An adapter is used to bind data to a view. See AdapterView:
An AdapterView is a view whose children are determined by an Adapter.
Several layout views derive from AdapterView like GridView, ListView, and Gallery.
Of course, you generally don't use AdapterView and Adapter directly, but rather use or derive from one of their subclasses. The subclasses of Adapter may add additional functionality that change how to you should bind data to view.
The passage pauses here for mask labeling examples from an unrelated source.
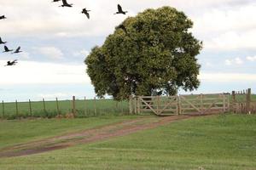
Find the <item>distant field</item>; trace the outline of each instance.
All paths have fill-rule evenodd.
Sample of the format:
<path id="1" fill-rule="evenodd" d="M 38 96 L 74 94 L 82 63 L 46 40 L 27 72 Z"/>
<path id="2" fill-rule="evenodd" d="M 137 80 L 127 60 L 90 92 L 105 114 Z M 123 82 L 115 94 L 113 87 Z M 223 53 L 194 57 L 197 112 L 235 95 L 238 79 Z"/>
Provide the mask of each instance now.
<path id="1" fill-rule="evenodd" d="M 124 118 L 131 118 L 131 116 Z M 83 122 L 75 122 L 77 120 L 79 119 L 65 120 L 67 125 L 63 132 L 69 131 L 67 122 L 73 122 L 70 130 L 81 129 Z M 106 123 L 112 118 L 82 120 L 88 120 L 84 122 L 84 128 L 87 128 L 94 123 L 96 126 Z M 9 134 L 15 137 L 19 133 L 25 141 L 41 138 L 39 133 L 31 133 L 34 131 L 34 123 L 38 126 L 37 128 L 41 128 L 39 132 L 44 132 L 44 136 L 59 123 L 54 121 L 44 126 L 44 122 L 45 120 L 4 121 L 0 128 L 1 140 L 3 139 L 1 144 L 6 145 L 11 141 Z M 15 131 L 13 127 L 15 127 Z M 58 131 L 61 133 L 61 128 Z M 127 136 L 44 154 L 0 158 L 0 169 L 255 170 L 255 115 L 211 116 L 177 121 Z"/>
<path id="2" fill-rule="evenodd" d="M 72 101 L 58 101 L 59 114 L 66 115 L 72 112 Z M 77 116 L 86 117 L 100 115 L 125 115 L 129 113 L 129 104 L 127 101 L 117 102 L 113 99 L 86 99 L 76 100 Z M 18 114 L 15 103 L 0 104 L 0 117 L 14 119 L 17 117 L 55 117 L 58 115 L 56 101 L 45 101 L 45 110 L 43 101 L 31 102 L 32 114 L 28 102 L 18 102 Z"/>
<path id="3" fill-rule="evenodd" d="M 218 95 L 216 95 L 218 96 Z M 193 97 L 193 96 L 192 96 Z M 230 101 L 231 101 L 231 95 Z M 236 95 L 236 100 L 246 101 L 246 95 Z M 252 101 L 256 101 L 256 94 L 252 95 Z M 45 110 L 43 101 L 31 102 L 32 113 L 28 102 L 18 102 L 18 113 L 15 102 L 0 104 L 0 118 L 15 119 L 19 117 L 55 117 L 59 114 L 66 115 L 72 112 L 72 101 L 58 101 L 59 112 L 57 111 L 56 101 L 45 101 Z M 129 102 L 114 101 L 113 99 L 77 99 L 75 102 L 77 116 L 90 117 L 106 115 L 127 115 L 129 114 Z"/>

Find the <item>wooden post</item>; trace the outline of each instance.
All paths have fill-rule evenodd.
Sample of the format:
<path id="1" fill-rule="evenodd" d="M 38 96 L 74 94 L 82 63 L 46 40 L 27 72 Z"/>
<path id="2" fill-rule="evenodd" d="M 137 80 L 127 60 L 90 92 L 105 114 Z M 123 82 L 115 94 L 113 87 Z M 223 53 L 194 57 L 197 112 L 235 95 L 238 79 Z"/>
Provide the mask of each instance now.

BaseAdapter is an abstract base class for the Adaptor interface to simplify implementing adapters. You could implement your own, but the framework provides some pretty flexible adapters already. Some popular adapters are:
ArrayAdapter,
- binds an array of data to a view
- override
getView() to inflate, populate, and return a custom view for the given index in the array. The getView() method includes an opportunity reuse views via the convertView parameter.
CursorAdapter,
- binds data from a cursor (like a database cursor) to a view
- abstract so you don't use it directly, use a subclass or derive your own
- implement the abstract method
newView() to inflate, populate, and return the desired view for the current cursor position and implement the abstract method bindView to populate an existing view that is being reused..
SimpleCursorAdapter,
- a concrete implementation of
CursorAdapter
- it can take a row layout and a mapping of cursor columns to row layout widgets
- supports text and images, but can customize using
setViewText and setViewImage
- can support other types and can customize bindings through a hook: clients implement the
SimpleCursorAdapter.ViewBinder interface with a setViewValue() method to inflate, populate, and return the desired view for a given row (current cursor state) and data "column". This method can define just the "special" views and bindings, but still defer to SimpleCursorAdapter's standard behavior for the "normal" bindings.